# Cerebellar Contributions to Alcohol Use Disorders

> **NIH NIH R01** · WASHINGTON STATE UNIVERSITY · 2020 · $344,250

## Abstract

Project Summary/Abstract
Alcohol (ethanol; EtOH) abuse is a leading cause of death and disability, making our understanding of the
mechanisms that affect transition from healthy use of EtOH to development of an alcohol use disorder (AUD) a
high biomedical priority. In this context, the initial neurological responses to socially relevant concentrations of
EtOH (5-20mM), and individual differences in those responses are thought to play a critical role in determining
vulnerability or resilience to development of AUD. Thus, it is crucial to identify molecular targets and neural circuit
responses to low concentrations of EtOH, and to identify the mechanisms by which such responses vary across
individuals with high or low risk for developing AUD. In our published and preliminary studies, we have
determined that low concentrations of EtOH (10mM, as would occur in the blood of an average adult human after
consuming 1-2 standard alcoholic beverages) powerfully affect cerebellar granule cell GABAAR currents, but
with opposite polarity in multiple strains of rodents with high and low EtOH consuming phenotypes respectively.
Further, we have discovered a previously unknown direct synaptic connection between the cerebellum and the
ventral tegmental area (VTA), a brain structure known to influence many aspects of EtOH reward and associated
behaviors. These are important discoveries because genetic differences in cerebellar structure, connectivity and
sensitivity to EtOH are known to be associated with risk for developing an AUD in humans and with excessive
EtOH consumption in rodents, but the underlying mechanisms are unknown.

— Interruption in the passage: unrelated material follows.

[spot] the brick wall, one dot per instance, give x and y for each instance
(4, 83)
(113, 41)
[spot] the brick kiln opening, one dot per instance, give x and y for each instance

The purpose of this proposal is to
advance our understanding of how low concentrations of EtOH affect cerebellar spatiotemporal processing and
behaviors, how such actions vary in strains of mice with divergent EtOH related behavioral phenotypes, and to
characterize the neural circuitry that translates differential actions at a cellular level into differential behavior,
including EtOH reward and excessive EtOH consumption. Success in this endeavor will increase our
understanding of how the cerebellum influences predilection to developing an AUD, and will identify novel
molecular targets for manipulating responses to low concentrations of EtOH. Collectively, such information
should help guide the development of psychological and pharmacological approaches to screening for and
deterring development and maintenance of AUD. We will use a combination of patch-clamp recording from
cerebellar brain slices, patterned optical light stimulation (to simulate in vivo-like network processing), and
behavioral techniques combined with optogenetic manipulations of cerebellar processing to determine how low
concentrations of EtOH affect cerebellar processing and output, and EtOH related behaviors. We will then use
optogenetic tract tracing techniques to fully characterize cerebellar to VTA circuitry and function, which will
provide important insight into t...

## Key facts

- **NIH application ID:** 9985681
- **Project number:** 5R01AA026078-04
- **Recipient organization:** WASHINGTON STATE UNIVERSITY
- **Principal Investigator:** DAVID J ROSSI
- **Activity code:** R01 (R01, R21, SBIR, etc.)
- **Funding institute:** NIH
- **Fiscal year:** 2020
- **Award amount:** $344,250
- **Award type:** 5
- **Project period:** 2017-08-01 → 2022-07-31

## Primary source

NIH RePORTER: https://reporter.nih.gov/project-details/9985681

## Citation

> US National Institutes of Health, RePORTER application 9985681, Cerebellar Contributions to Alcohol Use Disorders (5R01AA026078-04). Retrieved via AI Analytics 2026-05-24 from https://api.ai-analytics.org/grant/nih/9985681. Licensed CC0.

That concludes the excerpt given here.